Title: Sealed the Son of Chivalry
Author:
angevin2Play: 1 Henry VI
Characters: Sir John Talbot
Warnings: Contains a lot of fairly gleeful warmongering.
Rating: PG
Summary: Sir John Talbot prefers to fight the French. It makes him an unusual Englishman.
Notes: Written for
fog_shadow for
yuletide 2009. I hope it is all right that I spent the first half of this fic in the other tetralogy. It is likely historical canon that Talbot was at Shrewsbury, and Shakespeare canon that he was at Agincourt -- in fact, he wasn't there historically, but he gets a shout out in Henry V's St. Crispin's Day speech (possibly Shakespeare plugging his earlier play), so in Shakespeareland he clearly was. I have also played merry havoc with the timeline, but that is canon (as far as Henry VI's age goes, I have basically just picked one that seemed not entirely inappropriate). Many thanks to
lareinenoire,
gileonnen, and
speak_me_fair for encouragement and moral support.
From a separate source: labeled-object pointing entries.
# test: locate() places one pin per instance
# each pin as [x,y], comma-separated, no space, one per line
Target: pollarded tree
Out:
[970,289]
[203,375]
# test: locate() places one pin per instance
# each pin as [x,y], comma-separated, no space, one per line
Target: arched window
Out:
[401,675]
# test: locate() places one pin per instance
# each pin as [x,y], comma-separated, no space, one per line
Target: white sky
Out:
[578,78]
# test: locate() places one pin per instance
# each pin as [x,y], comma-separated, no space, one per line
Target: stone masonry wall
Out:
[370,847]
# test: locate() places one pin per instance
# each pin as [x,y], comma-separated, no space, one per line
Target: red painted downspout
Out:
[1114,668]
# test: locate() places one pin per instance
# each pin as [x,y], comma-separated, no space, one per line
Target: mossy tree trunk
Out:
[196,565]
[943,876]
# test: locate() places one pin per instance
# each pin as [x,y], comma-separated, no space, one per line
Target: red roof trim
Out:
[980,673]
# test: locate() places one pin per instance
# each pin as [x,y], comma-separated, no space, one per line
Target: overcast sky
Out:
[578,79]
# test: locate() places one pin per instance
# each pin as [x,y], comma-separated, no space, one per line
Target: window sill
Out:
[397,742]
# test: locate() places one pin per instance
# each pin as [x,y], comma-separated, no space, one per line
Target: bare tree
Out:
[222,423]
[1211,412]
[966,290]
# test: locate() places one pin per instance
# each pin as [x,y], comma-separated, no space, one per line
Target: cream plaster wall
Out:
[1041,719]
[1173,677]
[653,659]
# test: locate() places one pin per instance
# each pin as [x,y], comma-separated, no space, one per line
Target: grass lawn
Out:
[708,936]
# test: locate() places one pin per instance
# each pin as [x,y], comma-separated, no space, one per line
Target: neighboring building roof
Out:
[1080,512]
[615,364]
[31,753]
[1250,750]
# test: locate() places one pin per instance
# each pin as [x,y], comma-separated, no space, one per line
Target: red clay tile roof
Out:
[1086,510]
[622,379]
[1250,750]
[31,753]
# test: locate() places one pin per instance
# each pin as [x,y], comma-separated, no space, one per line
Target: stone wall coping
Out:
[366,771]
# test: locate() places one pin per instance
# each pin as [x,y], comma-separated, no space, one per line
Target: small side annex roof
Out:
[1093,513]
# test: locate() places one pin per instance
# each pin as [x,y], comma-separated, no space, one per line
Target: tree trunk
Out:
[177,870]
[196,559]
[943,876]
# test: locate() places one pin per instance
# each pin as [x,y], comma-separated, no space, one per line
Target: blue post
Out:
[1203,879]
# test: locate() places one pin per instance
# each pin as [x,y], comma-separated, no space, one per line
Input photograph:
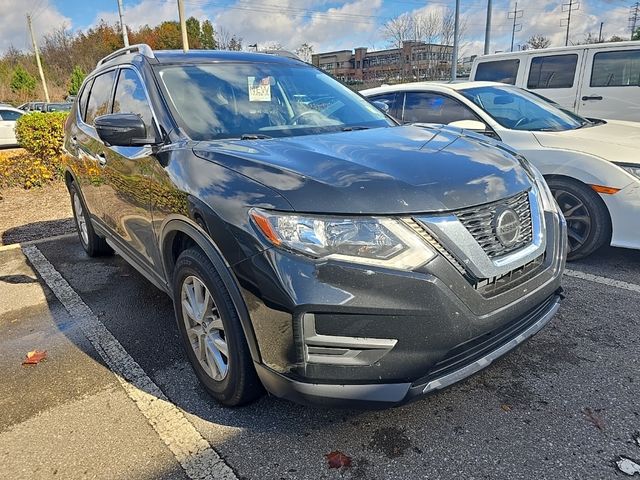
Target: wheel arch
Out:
[179,233]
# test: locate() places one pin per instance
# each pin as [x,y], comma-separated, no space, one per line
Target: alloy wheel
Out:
[204,327]
[577,216]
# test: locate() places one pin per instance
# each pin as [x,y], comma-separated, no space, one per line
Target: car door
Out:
[555,77]
[611,86]
[7,126]
[127,191]
[89,149]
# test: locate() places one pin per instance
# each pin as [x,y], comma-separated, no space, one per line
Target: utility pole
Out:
[569,7]
[183,26]
[456,35]
[123,27]
[633,19]
[516,26]
[487,30]
[35,49]
[600,34]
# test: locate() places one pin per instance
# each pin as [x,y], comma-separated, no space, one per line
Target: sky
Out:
[325,24]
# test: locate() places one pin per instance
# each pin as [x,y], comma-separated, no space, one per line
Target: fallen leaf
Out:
[594,418]
[34,357]
[338,459]
[628,466]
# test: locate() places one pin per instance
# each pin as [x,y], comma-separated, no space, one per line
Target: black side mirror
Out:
[382,106]
[122,130]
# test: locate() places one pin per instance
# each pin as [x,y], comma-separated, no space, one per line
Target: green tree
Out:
[77,77]
[22,82]
[207,36]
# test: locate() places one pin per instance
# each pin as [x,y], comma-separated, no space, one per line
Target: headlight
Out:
[630,168]
[548,202]
[367,240]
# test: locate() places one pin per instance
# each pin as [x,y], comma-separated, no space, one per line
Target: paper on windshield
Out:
[259,90]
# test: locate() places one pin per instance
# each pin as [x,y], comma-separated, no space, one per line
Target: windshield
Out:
[518,109]
[262,100]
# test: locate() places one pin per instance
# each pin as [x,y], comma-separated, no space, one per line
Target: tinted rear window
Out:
[504,71]
[616,69]
[552,71]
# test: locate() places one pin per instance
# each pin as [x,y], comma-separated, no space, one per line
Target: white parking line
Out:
[193,452]
[603,280]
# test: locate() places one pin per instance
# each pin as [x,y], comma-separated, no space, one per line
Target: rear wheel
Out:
[93,244]
[211,331]
[588,221]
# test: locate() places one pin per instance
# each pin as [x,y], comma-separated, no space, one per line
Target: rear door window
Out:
[503,71]
[100,96]
[430,107]
[552,71]
[616,69]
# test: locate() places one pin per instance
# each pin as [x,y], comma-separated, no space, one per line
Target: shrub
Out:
[42,134]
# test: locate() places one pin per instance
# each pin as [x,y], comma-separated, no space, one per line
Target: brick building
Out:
[415,60]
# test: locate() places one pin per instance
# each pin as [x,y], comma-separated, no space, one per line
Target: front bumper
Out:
[442,328]
[388,394]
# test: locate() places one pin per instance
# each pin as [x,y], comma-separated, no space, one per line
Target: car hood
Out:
[616,141]
[395,170]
It was not until the gathering dusk made continuing the battle impossible that the fighting died down, but even before then, it was clear that the King's party would carry the day, for even now Harry Percy, the Hotspur of the north, lay in his blood among the men and horses and trampled pea plants scattered upon Shrewsbury field.
John Talbot had heard all about Hotspur, of course, for who had not? He was scarcely much older than John's sixteen years, but not too young to lead armies, even against a kingdom, and his fame was already widespread; it was said, indeed, that King Henry wished that Hotspur were his son, rather than the libertine Prince Harry. John had never met Harry, but if half of what he heard were true, he didn't suppose he could blame the king (if one were allowed to blame kings for anything).
Perhaps it did not matter that Harry Percy would have been a poor son, and a worse king. At Shrewsbury John had learned that the field was where he belonged, that there was nothing more thrilling than the shock of metal upon metal and the shriek of arrows flying past your ears, nothing more richly satisfying than service to the crown.
(Hotspur's family had said that King Henry was not truly king, that he had stolen the throne from the late King Richard, but perhaps that did not matter either, for Henry was king now.)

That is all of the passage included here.